Действия этого типа покоятся на незыблемом базисе религиозных, этических предпосылок — вера в культ, ритуал, священную жертву и непосредственно научающий, чрез самое зрелище обагренного тела, опыт артиста-мученика. Попросту если сказать, еще несколько десятилетий назад, вот ведь что потрясает, непросаженным оставался золотой фонд западного исповедания и, что бы ни провозглашала культура, рубцы на ее тканях не были знаком разрыва. Брюс Лауден, полуфантомный Осирис, малой скоростью по частям продающий себя галерейщикам, надеется абсурдною прихотью расчленений выразить охлажденность времен, задувших последнюю головню в костpax искупления, отменивших веру в пример. Клин вышибается клином, наступление новой эпохи экспонируется не отвлеченно-идеологически, но, для вящей убедительности, на собственном теле. Ритуал заменен монотонным обычаем, исчезновение общезначимой жертвы и несбыточность явленного городу и миру образца изрекаются через неизвестно к кому обращенный жертвенно-нелепый пример. Лауден, отрицая за собой желания, хочет быть медиумом новой судьбы художника и человека, их убывающей иллюстрацией. По отношению к старой судьбе эта судьба пародийна. На перформансной карте язык Лаудена соответствует оскопленному пенису самоубийцы, оба органа выполняют преимущественно экскрементальную функцию: первый производит дурные слова, второй чаще мочится, чем осеменяет. С однократным же актом самозаклания аукается разнесенная по годам, совпадающая с течением жизни череда автокалечений. Посредством пародии, уложенной в прихоть о прихоти, эпохи парадоксально уравниваются и, обнявшись, тонут в тумане дегероизации. Так воспринимает историю новый человек, опускаясь в свой жалкий удел.

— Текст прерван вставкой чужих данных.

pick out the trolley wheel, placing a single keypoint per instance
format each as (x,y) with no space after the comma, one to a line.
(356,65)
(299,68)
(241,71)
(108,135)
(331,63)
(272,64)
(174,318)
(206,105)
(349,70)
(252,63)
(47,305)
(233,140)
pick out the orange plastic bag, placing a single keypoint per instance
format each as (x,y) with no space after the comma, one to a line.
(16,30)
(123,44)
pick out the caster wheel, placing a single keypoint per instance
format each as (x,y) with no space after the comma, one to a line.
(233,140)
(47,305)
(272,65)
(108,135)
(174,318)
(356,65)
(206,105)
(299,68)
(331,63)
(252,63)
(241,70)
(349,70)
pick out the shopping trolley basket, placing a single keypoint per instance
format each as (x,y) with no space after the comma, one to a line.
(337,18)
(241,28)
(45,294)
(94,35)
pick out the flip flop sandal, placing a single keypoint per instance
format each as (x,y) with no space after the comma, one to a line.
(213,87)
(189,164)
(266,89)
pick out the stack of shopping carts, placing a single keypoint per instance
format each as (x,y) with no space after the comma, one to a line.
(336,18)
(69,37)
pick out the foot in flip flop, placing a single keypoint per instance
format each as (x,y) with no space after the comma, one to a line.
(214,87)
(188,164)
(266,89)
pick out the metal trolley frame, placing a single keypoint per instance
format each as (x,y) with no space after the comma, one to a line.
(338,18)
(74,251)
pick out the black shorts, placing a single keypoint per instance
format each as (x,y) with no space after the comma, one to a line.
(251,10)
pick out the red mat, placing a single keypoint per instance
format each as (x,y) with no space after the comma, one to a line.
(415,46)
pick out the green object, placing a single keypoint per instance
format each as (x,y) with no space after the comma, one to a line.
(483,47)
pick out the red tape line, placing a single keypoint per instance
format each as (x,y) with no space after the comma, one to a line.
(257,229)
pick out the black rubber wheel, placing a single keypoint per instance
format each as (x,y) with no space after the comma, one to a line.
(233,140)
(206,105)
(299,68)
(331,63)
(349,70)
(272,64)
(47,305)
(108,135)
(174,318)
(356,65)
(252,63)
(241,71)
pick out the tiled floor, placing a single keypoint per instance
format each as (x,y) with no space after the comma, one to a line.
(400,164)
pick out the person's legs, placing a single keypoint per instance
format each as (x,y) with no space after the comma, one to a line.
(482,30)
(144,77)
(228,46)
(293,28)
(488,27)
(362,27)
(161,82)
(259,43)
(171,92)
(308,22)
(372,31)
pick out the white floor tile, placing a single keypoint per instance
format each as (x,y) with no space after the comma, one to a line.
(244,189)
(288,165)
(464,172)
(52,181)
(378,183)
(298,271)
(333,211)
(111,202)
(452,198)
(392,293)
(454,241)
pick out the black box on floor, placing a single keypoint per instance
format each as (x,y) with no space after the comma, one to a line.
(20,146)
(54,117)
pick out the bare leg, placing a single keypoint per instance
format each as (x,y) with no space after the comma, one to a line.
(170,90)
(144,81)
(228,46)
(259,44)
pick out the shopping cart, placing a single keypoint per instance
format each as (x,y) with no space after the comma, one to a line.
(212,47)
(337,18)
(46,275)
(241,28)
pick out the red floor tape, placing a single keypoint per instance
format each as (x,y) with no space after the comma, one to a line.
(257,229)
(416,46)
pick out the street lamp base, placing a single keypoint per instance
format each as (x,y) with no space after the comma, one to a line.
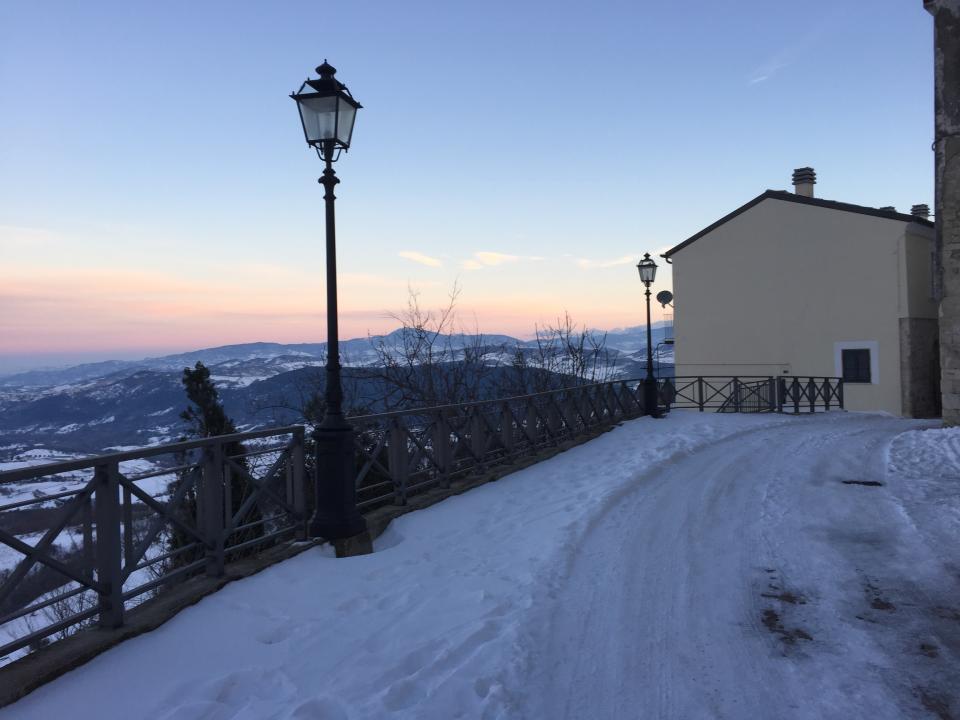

Но осквернение «понятно лишь на почве острого ощущения того, что оскверняется» (Лев Карсавин), да, я опять привел эти слова. Сколько бы ни пародировал Лауден старый порядок, стремясь быть соматически правильной мембраною современности, неотступная дума его — о прошлом, о жертве. Брюс Лауден — из жиснесмертного боди-арта, из отвергнутой им акции искупления, фанатически, несмотря на невесть каким пальцем отстуканные обоснования прихоти, перенесенной в нынешний день. Он демонстрирует никем не затребованный, мерзкий для большинства пример черт-те чего и находит в том свою миссию, не слишком заботясь о том, отвечает ли она даже самым размытым канонам искусства («Искусство? Я что-то слышал об этой исследовательской практике, иногда она бывает занятной»).